Hi, I've just joined the forum and noticed your questions. 
Well, I'll try my best to anwser them for you 

I would say you're quite right on assuming that a slight more expectation 
can be found in "편지쓰는것도와주실래요?" than in "편지쓰는것도와줄수있어요?", 
but the exact translations of these two sentences would be like this:
편지쓰는것도와주실래요? - Will you help me write my letter?
편지쓰는것도와줄수있어요? - Can you help me write my letter?
This is because "~할수있다"(to be able to do~) concerns the ability, 
as you have appropriately exemplified in "Can you fly?"(너는날수있니?).
Oh, but "~할수있다" can also indicate possibility... and in this case of helping to write letters, 
I would say it's better to understand it as a possibility, so "편지쓰는것도와줄수있어요?" would be more polite.
If you want to make it sound little bit more polite, "편지쓰는것도와주실수있어요?" can be used...
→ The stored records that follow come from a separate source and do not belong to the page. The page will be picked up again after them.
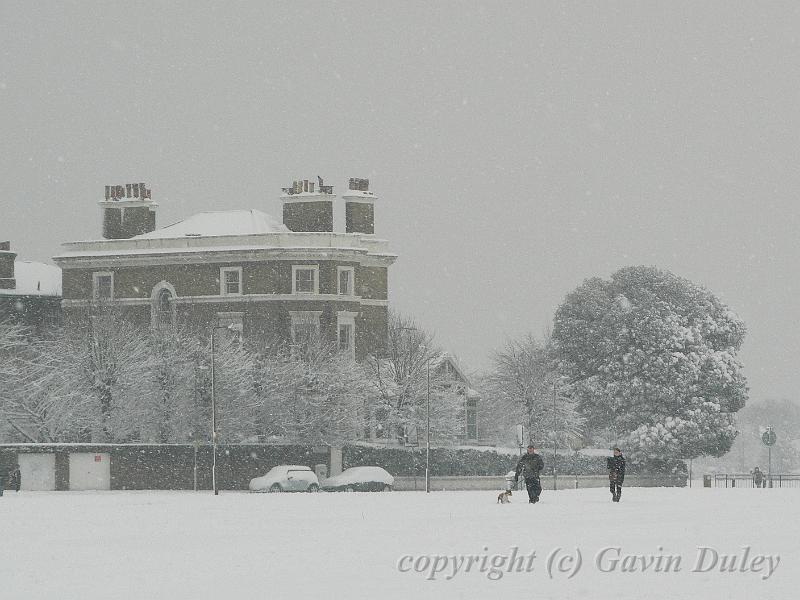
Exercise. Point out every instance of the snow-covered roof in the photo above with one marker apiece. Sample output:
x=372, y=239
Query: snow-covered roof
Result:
x=215, y=223
x=35, y=279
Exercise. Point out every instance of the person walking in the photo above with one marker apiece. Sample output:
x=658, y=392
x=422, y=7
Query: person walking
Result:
x=758, y=477
x=15, y=478
x=530, y=466
x=616, y=474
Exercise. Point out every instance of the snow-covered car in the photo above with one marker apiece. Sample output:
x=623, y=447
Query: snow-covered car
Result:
x=360, y=479
x=286, y=478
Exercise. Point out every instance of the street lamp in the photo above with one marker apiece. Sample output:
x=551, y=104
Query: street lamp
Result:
x=236, y=328
x=428, y=430
x=427, y=413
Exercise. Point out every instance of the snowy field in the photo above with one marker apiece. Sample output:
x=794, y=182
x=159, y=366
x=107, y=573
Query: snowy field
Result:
x=176, y=545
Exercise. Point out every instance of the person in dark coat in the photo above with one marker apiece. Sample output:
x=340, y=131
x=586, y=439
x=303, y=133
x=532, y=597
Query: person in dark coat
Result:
x=530, y=465
x=15, y=478
x=616, y=474
x=758, y=477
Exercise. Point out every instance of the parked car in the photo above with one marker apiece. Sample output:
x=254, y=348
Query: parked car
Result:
x=286, y=478
x=360, y=479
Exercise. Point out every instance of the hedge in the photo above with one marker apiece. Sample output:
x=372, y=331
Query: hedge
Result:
x=462, y=461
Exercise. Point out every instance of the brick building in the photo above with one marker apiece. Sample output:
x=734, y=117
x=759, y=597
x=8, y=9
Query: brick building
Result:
x=30, y=292
x=240, y=269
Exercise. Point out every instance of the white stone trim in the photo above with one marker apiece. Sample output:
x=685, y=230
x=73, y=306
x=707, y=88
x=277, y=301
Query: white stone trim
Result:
x=352, y=271
x=307, y=197
x=95, y=276
x=248, y=298
x=373, y=302
x=302, y=317
x=231, y=320
x=315, y=269
x=205, y=256
x=222, y=290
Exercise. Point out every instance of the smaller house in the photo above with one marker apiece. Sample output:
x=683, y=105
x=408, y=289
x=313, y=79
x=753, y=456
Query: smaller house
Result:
x=30, y=292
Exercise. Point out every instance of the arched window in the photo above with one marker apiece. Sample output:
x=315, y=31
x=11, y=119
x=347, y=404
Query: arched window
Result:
x=163, y=305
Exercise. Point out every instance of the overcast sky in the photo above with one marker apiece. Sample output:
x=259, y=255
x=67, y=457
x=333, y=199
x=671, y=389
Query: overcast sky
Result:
x=518, y=148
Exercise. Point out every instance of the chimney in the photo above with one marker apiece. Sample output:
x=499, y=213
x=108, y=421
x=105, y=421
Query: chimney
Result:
x=7, y=257
x=308, y=206
x=359, y=207
x=128, y=210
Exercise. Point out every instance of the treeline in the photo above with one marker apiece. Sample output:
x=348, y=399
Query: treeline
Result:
x=110, y=381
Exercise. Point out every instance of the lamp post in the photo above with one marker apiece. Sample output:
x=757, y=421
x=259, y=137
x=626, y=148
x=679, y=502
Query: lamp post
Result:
x=428, y=431
x=555, y=477
x=231, y=327
x=427, y=412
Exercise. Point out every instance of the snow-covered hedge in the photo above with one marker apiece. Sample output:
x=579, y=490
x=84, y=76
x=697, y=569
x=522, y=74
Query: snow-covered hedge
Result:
x=459, y=462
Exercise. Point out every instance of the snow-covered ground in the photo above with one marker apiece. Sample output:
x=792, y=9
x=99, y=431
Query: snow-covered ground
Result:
x=176, y=545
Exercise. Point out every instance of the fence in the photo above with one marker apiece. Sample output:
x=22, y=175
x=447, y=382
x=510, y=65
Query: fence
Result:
x=746, y=480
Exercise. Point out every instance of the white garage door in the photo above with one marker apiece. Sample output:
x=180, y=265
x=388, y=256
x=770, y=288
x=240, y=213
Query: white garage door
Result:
x=89, y=471
x=38, y=471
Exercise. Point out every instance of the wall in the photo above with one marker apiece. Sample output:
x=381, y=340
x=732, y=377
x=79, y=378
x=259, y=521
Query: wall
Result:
x=566, y=482
x=171, y=467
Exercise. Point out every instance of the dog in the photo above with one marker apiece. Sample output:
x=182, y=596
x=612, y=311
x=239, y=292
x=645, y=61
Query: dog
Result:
x=504, y=497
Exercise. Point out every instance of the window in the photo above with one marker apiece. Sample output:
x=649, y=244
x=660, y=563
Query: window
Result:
x=162, y=305
x=472, y=419
x=103, y=285
x=230, y=281
x=305, y=279
x=346, y=328
x=229, y=328
x=305, y=326
x=345, y=337
x=345, y=279
x=164, y=314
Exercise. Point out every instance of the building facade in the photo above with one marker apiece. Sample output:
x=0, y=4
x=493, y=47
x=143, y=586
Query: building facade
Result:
x=30, y=292
x=269, y=281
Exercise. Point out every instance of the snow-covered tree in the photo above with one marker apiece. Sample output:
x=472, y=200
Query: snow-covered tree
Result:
x=312, y=394
x=400, y=382
x=49, y=403
x=112, y=357
x=170, y=405
x=652, y=360
x=520, y=389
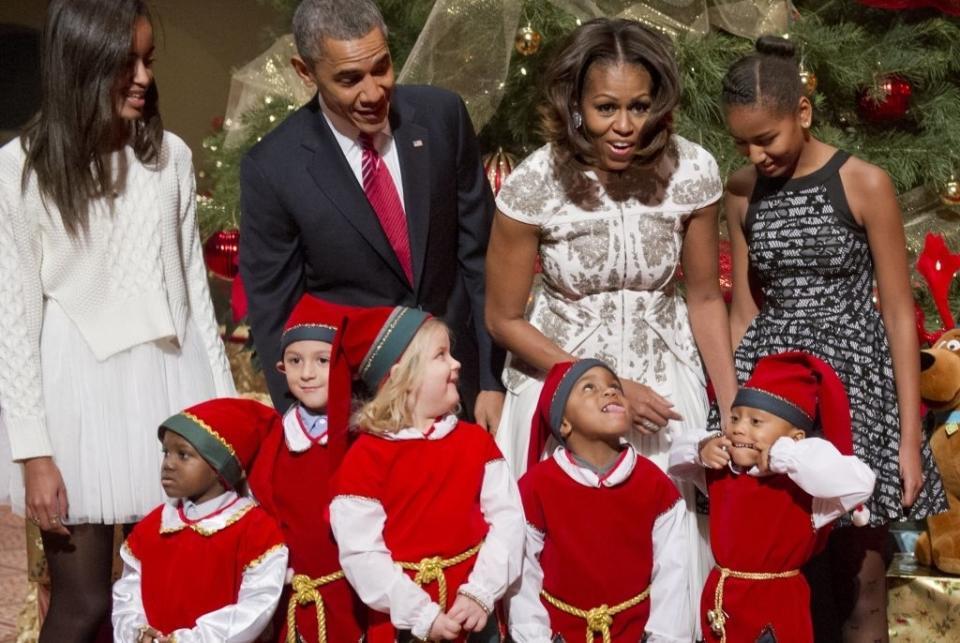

And as for the "~에" in "편지쓰는것에도와주실래요?", 
it doesn't work grammatically because “편지쓰는것” is the direct object of the verb “도와주다”. 
Instead you could use "~을", which is one of the objective postpositions in Korean.
“~에” is also a postposition, but not the objective one and it has various meanings, 
so I quite understand why you have this gut feeling!  
In fact it also has the meaning of “with”, and surely it would be natural for you to 
put “with” in “Can you help me _with_ my letter?”. But “at” or “to” would cover most of its meanings.

About your last question…
I think you’ve made a good point there 
“친구에게 쓰고 있어요.” is the accurate translation of “I’m writing it _to_ my friend.”, 
and with “I’m writing it _for_ my friend.” you’re saying that you wrote it instead of your friend, right? 
In that case, “친구 대신 써주고 있어요.” would be my recommendation. "대신" means "instead of".

Well I somehow feel you know quite a lot about the language! Keep up the good work!
Hope this helps and if you see any errors please let me know ...


----------



## maghanish2

Microzenith, in my original post the *for* didn't mean "instead of".  It can mean that, but this is not one of those cases.  Rather, it means more like "I a mwriting this *to give to* my friend".  

난 당싱이 이해하길 바랍니다.


----------



## nort9111

coffee99 said:


> Does this also make sense?
> 친구에게 편지 쓰는 것 도와 줄 수 있어요?
> Or:
> 한국어로 편지 쓰는 것 도와 줄 수 있어요?
> 
> Thanks!!


 

They make perfect sense =)
But 친구에게 편지 쓰는 것*을* 도와 줄 수 있어요?
and 한국어로 편지 쓰는 것*을* 도와 줄 수 있어요?
would be better.

However they both sound very.... um... 'reading out from a written text' kind of speach. It's not that they are a written form and shouldn't be spoken like that..... it just sounds a bit odd.

A more natural way to say it could be 친구한테 편지 쓰는데 좀 도와 줄 수 있어요? (or 있나요? is also common)


----------



## microzenith

maghanish2 said:


> Microzenith, in my original post the *for* didn't mean "instead of". It can mean that, but this is not one of those cases. Rather, it means more like "I a mwriting this *to give to* my friend".
> 
> 난 당싱이 이해하길 바랍니다.


 
Hello, maghanish2!
Yes, I see that you meant "to give to". 이해해요. 
I was trying to answer THENSON9200's last question, and I thought he/she could have meant "instead of". 
By the way I think it's a small spelling mistake, 
but "당신" is the right word...
Have a good day!


----------



## maghanish2

Oh, okay, thanks microzenith.

Yes, I meant 당신.


----------



## THENSON9200

Everyone, thank you for the information, especially Dublabla and microzenith for taking so much of your time to think about and write out all of your explanations.


----------